Bernie Toale Gallery. Big, posh, perfectly coiffed, romantic shows. The anchor of the South End. The result:
Laura McPhee (at left, her “Dutta House at Chorebagan (Thieves Garden), North Kolkata,” 2001) and
Ambreen Butt at the MFA,
Sarah Walker at the
Rose, Naoe Suzuki in DeCordova Annual,
Greg Mencoff and Linda Bond in Fitchburg Art Museum’s biennial. Was there a more direct route for local artists to local museums this year?
Matthew Hincman’s charmingly unwelcoming guerilla art park bench that he snuck into place at Jamaica Pond in May without approval – only to have officialdom embrace it.
An April show in the Brandeis library of drawings and testimonials by Palestinian children organized by student Lior Halperin was kicked out by administrators because the subject – Palestinian views of the Palestinian-Israeli conflict -- turned out to be too touchy. So it was rehung at MIT. The art was only okay, but for such a quick, seat-of-the-pants, student-organized show it accomplished what it set out to do and how. The controversy landed it on the front page of the
Globe and for a few days everyone was talking about it. The ripples are still being felt.
Ernie Morin’s Gloucester photos at
Gloucester City Hall.
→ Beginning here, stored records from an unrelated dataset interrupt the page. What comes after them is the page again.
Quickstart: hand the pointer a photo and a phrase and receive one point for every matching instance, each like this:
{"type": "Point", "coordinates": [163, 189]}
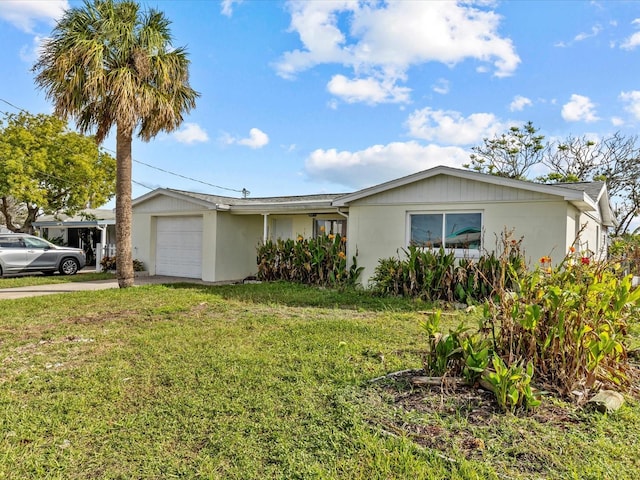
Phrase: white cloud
{"type": "Point", "coordinates": [25, 14]}
{"type": "Point", "coordinates": [367, 90]}
{"type": "Point", "coordinates": [256, 139]}
{"type": "Point", "coordinates": [30, 53]}
{"type": "Point", "coordinates": [226, 7]}
{"type": "Point", "coordinates": [632, 100]}
{"type": "Point", "coordinates": [617, 121]}
{"type": "Point", "coordinates": [634, 40]}
{"type": "Point", "coordinates": [519, 102]}
{"type": "Point", "coordinates": [360, 35]}
{"type": "Point", "coordinates": [449, 127]}
{"type": "Point", "coordinates": [379, 163]}
{"type": "Point", "coordinates": [579, 108]}
{"type": "Point", "coordinates": [441, 86]}
{"type": "Point", "coordinates": [191, 133]}
{"type": "Point", "coordinates": [595, 30]}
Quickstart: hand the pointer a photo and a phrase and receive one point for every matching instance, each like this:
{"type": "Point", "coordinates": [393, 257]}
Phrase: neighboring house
{"type": "Point", "coordinates": [215, 238]}
{"type": "Point", "coordinates": [84, 230]}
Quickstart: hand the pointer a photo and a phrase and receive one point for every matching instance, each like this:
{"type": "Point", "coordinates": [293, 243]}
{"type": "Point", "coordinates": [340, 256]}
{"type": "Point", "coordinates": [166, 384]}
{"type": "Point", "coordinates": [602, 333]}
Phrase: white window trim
{"type": "Point", "coordinates": [459, 252]}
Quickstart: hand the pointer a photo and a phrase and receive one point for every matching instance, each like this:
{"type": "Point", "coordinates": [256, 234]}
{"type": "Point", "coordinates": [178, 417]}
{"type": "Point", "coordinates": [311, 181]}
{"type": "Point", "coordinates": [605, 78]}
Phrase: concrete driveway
{"type": "Point", "coordinates": [37, 290]}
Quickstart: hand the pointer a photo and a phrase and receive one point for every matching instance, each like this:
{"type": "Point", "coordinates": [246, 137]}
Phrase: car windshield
{"type": "Point", "coordinates": [33, 242]}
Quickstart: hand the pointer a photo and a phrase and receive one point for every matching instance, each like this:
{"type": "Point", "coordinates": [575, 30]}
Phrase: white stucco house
{"type": "Point", "coordinates": [214, 238]}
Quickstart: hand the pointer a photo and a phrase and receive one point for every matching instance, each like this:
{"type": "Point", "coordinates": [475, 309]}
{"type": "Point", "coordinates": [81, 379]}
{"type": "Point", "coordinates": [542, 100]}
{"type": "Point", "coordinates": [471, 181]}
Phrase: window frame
{"type": "Point", "coordinates": [333, 226]}
{"type": "Point", "coordinates": [459, 252]}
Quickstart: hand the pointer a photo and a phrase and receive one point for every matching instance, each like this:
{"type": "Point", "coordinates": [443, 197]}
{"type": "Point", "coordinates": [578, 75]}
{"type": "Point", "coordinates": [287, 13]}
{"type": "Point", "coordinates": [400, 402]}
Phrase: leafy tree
{"type": "Point", "coordinates": [614, 159]}
{"type": "Point", "coordinates": [510, 154]}
{"type": "Point", "coordinates": [47, 169]}
{"type": "Point", "coordinates": [109, 63]}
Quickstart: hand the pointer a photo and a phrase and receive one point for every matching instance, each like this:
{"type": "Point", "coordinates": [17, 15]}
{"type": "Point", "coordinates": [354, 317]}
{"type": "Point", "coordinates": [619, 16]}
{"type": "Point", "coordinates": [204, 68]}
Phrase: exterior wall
{"type": "Point", "coordinates": [141, 229]}
{"type": "Point", "coordinates": [237, 238]}
{"type": "Point", "coordinates": [380, 231]}
{"type": "Point", "coordinates": [593, 239]}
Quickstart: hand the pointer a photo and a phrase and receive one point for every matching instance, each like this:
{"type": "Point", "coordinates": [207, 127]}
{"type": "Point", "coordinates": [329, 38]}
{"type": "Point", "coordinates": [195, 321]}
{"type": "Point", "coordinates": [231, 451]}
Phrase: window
{"type": "Point", "coordinates": [36, 243]}
{"type": "Point", "coordinates": [334, 227]}
{"type": "Point", "coordinates": [12, 242]}
{"type": "Point", "coordinates": [448, 230]}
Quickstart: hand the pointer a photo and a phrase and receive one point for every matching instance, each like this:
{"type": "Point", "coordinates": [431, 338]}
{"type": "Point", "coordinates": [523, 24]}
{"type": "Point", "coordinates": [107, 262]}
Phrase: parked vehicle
{"type": "Point", "coordinates": [20, 253]}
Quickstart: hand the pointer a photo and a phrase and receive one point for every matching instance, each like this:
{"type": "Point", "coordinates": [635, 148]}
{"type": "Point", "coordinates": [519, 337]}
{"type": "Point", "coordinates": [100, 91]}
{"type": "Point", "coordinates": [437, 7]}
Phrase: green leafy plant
{"type": "Point", "coordinates": [511, 384]}
{"type": "Point", "coordinates": [109, 264]}
{"type": "Point", "coordinates": [316, 261]}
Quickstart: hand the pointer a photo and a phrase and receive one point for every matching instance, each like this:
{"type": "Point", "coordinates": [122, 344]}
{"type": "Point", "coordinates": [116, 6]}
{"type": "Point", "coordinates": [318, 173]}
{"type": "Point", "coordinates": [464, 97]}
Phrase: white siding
{"type": "Point", "coordinates": [381, 231]}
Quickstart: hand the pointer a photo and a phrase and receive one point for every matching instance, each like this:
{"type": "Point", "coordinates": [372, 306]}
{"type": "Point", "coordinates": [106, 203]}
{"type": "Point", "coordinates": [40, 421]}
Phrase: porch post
{"type": "Point", "coordinates": [265, 227]}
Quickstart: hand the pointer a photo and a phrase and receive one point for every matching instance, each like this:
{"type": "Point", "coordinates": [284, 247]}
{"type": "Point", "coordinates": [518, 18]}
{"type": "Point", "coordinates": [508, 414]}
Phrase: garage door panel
{"type": "Point", "coordinates": [179, 246]}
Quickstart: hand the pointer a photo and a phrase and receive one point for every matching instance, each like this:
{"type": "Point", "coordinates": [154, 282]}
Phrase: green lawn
{"type": "Point", "coordinates": [262, 381]}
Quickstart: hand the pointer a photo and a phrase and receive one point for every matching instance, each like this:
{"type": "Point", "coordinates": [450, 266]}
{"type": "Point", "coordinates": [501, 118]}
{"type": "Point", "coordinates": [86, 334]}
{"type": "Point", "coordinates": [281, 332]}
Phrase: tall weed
{"type": "Point", "coordinates": [317, 261]}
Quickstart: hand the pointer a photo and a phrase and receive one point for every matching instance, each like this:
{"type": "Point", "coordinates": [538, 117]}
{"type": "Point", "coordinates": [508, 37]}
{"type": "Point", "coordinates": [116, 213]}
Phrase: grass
{"type": "Point", "coordinates": [261, 381]}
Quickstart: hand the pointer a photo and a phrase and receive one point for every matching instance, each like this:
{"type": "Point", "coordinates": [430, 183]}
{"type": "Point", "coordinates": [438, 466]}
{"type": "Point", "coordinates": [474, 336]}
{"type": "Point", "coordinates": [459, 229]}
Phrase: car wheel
{"type": "Point", "coordinates": [69, 266]}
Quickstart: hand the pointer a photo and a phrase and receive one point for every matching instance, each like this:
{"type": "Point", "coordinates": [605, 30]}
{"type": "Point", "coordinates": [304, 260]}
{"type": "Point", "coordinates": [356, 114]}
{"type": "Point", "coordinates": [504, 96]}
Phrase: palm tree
{"type": "Point", "coordinates": [109, 63]}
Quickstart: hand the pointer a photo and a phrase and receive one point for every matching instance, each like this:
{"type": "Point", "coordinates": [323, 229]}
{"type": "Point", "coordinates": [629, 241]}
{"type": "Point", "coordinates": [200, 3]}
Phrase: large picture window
{"type": "Point", "coordinates": [448, 230]}
{"type": "Point", "coordinates": [327, 227]}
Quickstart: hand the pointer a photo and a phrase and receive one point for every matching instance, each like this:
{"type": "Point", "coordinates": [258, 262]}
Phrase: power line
{"type": "Point", "coordinates": [182, 176]}
{"type": "Point", "coordinates": [244, 191]}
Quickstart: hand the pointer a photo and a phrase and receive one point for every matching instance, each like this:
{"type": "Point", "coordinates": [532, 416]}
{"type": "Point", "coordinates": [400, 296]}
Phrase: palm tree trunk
{"type": "Point", "coordinates": [124, 260]}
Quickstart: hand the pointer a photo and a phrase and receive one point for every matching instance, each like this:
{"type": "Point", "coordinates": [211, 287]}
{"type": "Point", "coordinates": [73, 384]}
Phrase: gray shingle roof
{"type": "Point", "coordinates": [592, 189]}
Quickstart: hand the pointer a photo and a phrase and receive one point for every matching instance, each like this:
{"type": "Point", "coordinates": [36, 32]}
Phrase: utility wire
{"type": "Point", "coordinates": [180, 175]}
{"type": "Point", "coordinates": [243, 190]}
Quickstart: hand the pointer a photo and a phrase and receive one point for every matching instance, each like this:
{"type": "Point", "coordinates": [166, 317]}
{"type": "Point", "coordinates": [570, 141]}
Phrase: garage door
{"type": "Point", "coordinates": [179, 246]}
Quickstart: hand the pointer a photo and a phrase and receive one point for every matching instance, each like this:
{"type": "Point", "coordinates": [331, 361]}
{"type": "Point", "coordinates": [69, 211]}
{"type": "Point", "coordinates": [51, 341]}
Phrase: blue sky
{"type": "Point", "coordinates": [321, 96]}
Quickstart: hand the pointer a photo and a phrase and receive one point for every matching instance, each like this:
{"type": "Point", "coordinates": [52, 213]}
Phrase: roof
{"type": "Point", "coordinates": [593, 189]}
{"type": "Point", "coordinates": [586, 196]}
{"type": "Point", "coordinates": [83, 219]}
{"type": "Point", "coordinates": [568, 194]}
{"type": "Point", "coordinates": [289, 204]}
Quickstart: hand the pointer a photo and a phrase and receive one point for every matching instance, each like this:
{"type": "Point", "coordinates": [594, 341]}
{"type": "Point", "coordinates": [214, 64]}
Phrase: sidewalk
{"type": "Point", "coordinates": [38, 290]}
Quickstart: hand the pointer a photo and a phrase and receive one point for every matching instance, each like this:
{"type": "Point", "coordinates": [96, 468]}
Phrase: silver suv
{"type": "Point", "coordinates": [20, 252]}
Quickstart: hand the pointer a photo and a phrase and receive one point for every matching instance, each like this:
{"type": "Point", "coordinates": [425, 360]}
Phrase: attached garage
{"type": "Point", "coordinates": [214, 238]}
{"type": "Point", "coordinates": [179, 246]}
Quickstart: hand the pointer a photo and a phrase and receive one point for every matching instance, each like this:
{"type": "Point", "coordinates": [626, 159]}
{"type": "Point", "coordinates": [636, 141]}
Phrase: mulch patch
{"type": "Point", "coordinates": [454, 416]}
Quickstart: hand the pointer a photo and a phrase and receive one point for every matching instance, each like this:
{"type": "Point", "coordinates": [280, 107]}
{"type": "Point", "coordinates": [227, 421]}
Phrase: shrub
{"type": "Point", "coordinates": [564, 327]}
{"type": "Point", "coordinates": [570, 321]}
{"type": "Point", "coordinates": [436, 274]}
{"type": "Point", "coordinates": [109, 263]}
{"type": "Point", "coordinates": [316, 261]}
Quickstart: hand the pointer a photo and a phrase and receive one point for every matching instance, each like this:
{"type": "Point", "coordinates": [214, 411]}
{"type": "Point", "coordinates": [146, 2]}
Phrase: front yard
{"type": "Point", "coordinates": [265, 381]}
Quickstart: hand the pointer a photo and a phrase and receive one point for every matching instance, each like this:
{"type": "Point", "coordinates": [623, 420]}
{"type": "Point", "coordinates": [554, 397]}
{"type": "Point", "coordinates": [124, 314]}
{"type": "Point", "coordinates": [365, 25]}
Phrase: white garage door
{"type": "Point", "coordinates": [179, 246]}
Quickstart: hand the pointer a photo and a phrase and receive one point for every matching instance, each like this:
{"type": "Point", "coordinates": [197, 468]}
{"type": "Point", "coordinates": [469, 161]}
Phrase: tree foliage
{"type": "Point", "coordinates": [46, 169]}
{"type": "Point", "coordinates": [614, 159]}
{"type": "Point", "coordinates": [108, 63]}
{"type": "Point", "coordinates": [511, 154]}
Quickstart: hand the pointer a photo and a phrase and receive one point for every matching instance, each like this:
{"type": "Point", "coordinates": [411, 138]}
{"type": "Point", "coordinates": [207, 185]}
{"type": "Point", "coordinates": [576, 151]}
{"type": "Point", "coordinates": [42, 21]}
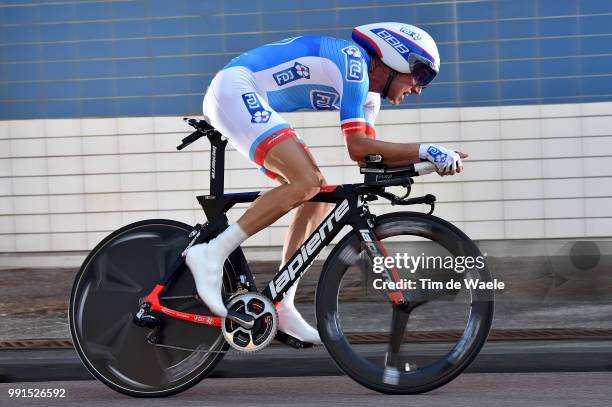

Morin (a pal of mine) has spent five years photographing the people and streets of Gloucester in luminous black and white, producing a comprehensive – and often seething – document of what happens when work drains out of a gentrifying working class city. He’s exhibited the result in dribs and drabs as he’s gone along, but on the night of Oct. 19 several hundred people crowded into City Hall for a big coming out party. Somehow Morin turned a PowerPoint slide show into a ravishing aria to the hardscrabble glory of the great seaport – followed by a sobering public discussion of what can be done to preserve it and how to adapt to remain vital. Too often artists pay lip service to community engagement, but here an artist sparked a real community dialogue. Now people outside of Cape Ann need to take notice.
“Painting Summer in New England” at Salem’s Peabody Essex Museum, April to September. The sweetest eye-candy show in the region this year. A lark. But secreted inside this who’s who of 20th century art was another show that spoke about New England vacations as a hidden wellspring of great American Modernist painting. (Above, gallery view showing Neil Welliver’s 1978 “Late Night” from the Herbert Plimpton Collection of the Rose Art Museum, Brandeis University, Waltham. Photo courtesy of the Peabody Essex Museum.)
The new
Institute of Contemporary Art, opened Dec. 10. The ICA’s move from the Back Bay to flashy new digs in the South Boston Seaport electrified Boston’s
art scene this fall – and months of construction delays wonderfully built suspense. Director Jill Medvedow and her board (Barbara Lee!) aim to put the city on the contemporary art map with a bold new building and expanded programming. The opening shows – and building – were more hype than success. Curator Nicholas Baume’s “Super Vision” was particularly dull and timid. I’m willing to chalk it up to opening season jitters, for now. The ICA’s triumph is that Medvedow and company have raised the stakes for what is expected of Boston art. It’s a needed challenge to all of us here.